Genoveva Rubio, 34, has worked at Camden Market for ten years selling Peruvian food at Quinoa Arepa, which is owned by her sister Maribel Rubio Canter.

“It has been very quiet," said Genoveva. "There wasn’t very much support. As you can see, there are so many shops even next door closed up. The high street as well - they close down.

"I was struggling a lot, because when not working I wasn’t getting income. I have been using my savings, which were running very low and it’s not just me, many people as well, they have been struggling a lot."
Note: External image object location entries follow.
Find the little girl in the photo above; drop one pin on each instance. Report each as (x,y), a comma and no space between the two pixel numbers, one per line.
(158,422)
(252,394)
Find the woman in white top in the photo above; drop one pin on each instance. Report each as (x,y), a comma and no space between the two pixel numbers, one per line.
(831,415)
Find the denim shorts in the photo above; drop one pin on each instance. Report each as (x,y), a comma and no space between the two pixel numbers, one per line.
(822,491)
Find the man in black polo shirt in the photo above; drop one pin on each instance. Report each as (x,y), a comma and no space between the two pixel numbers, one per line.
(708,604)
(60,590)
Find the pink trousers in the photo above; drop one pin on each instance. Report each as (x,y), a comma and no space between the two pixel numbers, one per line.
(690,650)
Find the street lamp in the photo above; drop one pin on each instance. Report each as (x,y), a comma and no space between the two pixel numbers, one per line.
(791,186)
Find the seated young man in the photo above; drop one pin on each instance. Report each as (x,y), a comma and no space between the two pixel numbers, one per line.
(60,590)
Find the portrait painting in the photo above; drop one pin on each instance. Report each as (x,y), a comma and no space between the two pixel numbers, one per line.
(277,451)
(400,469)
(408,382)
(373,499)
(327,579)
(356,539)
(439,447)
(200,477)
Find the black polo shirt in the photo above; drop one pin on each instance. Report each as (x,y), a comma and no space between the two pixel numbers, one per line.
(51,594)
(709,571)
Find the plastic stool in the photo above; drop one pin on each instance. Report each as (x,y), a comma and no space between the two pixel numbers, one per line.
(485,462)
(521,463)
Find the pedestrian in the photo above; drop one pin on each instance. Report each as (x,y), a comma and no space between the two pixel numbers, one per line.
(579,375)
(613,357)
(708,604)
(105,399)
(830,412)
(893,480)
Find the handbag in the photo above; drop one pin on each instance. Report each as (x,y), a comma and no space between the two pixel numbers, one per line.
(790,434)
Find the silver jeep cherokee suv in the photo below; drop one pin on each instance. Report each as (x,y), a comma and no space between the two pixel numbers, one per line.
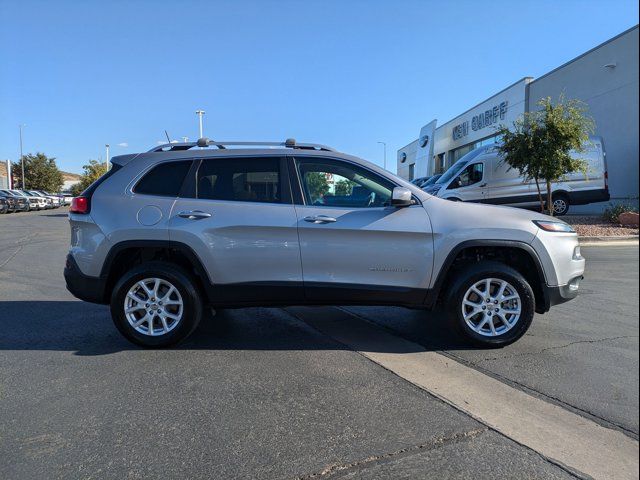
(184,225)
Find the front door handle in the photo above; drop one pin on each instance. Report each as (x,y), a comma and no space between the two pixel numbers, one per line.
(194,214)
(318,219)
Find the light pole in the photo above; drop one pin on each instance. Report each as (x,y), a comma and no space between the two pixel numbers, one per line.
(385,154)
(200,113)
(21,155)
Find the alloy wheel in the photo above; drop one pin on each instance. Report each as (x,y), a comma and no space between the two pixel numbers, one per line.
(491,307)
(153,306)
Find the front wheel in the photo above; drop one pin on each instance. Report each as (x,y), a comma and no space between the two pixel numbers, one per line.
(490,304)
(156,304)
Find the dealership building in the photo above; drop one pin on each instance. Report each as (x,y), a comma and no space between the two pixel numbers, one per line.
(605,78)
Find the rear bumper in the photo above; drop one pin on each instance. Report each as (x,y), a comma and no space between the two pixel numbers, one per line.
(89,289)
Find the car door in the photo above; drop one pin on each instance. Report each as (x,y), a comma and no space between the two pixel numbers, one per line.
(355,247)
(240,222)
(470,185)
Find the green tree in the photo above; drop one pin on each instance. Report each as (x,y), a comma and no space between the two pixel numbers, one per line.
(344,187)
(92,171)
(317,184)
(540,143)
(40,171)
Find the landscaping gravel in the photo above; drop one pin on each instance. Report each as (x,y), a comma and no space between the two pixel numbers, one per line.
(596,226)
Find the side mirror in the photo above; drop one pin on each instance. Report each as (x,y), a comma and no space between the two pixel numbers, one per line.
(401,197)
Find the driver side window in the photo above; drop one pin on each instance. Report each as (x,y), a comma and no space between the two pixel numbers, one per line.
(470,175)
(333,183)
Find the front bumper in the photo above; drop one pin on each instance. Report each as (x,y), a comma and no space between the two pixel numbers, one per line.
(89,289)
(559,294)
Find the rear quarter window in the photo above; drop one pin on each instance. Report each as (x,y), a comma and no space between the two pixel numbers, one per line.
(164,180)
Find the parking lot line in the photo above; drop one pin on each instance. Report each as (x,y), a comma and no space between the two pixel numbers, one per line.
(561,436)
Genoveva Rubio at Camden Market's Quinoa Arepa

Genoveva Rubio at Camden Market's Quinoa Arepa - Credit: Begum

Uliana Sulyhan, 21, has been working in Camden Market at Basta - Falafel and Grill for more than two years and said: “We didn’t have so many customers as usual, but our regular customers are coming to eat with us and we are doing takeaway and delivery with Deliveroo and Uber Eats.

"Our team - we hope for the best, and we are waiting until the lockdown is going to be over, and our customers are supporting and coming to visit us as a small business.

"Especially [with] our food, we have a lot of customers from the Middle East and I feel that we have to support them too and provide them with the best food and service as possible, even now in lockdown when they can’t leave their houses, I am doing my best."

She continued: “Personally I am just waiting for the lockdown to be over because I can’t wait to see the old market as it was, the high street as it was, full of people, full of laughing, a lot of music, we are waiting for our customers to finally come and visit us, to share our thoughts and finally enjoy the world how it was." 

Basta - Falafel and Grill at Camden Market

Basta - Falafel and Grill at Camden Market - Credit: Fathayha Begum

A Camden Council spokesperson said: “Camden Council markets are a valued and important part of the borough’s community and we’ve been doing everything we can to support them throughout the pandemic. Camden has kept in regular communication with its traders, making sure they are kept up to date with the latest information, and receiving the right support during these challenging times.

“To assist Camden’s traders the council suspended all permanent licence charges. Traders selling permitted goods such as groceries and food were able to continue and given a temporary trading license, free of charge, in order to keep trading as well as those selling non-essential items via a click and collect service.

“We are carefully planning for the safe full re-opening of our markets following the easing of lockdown.”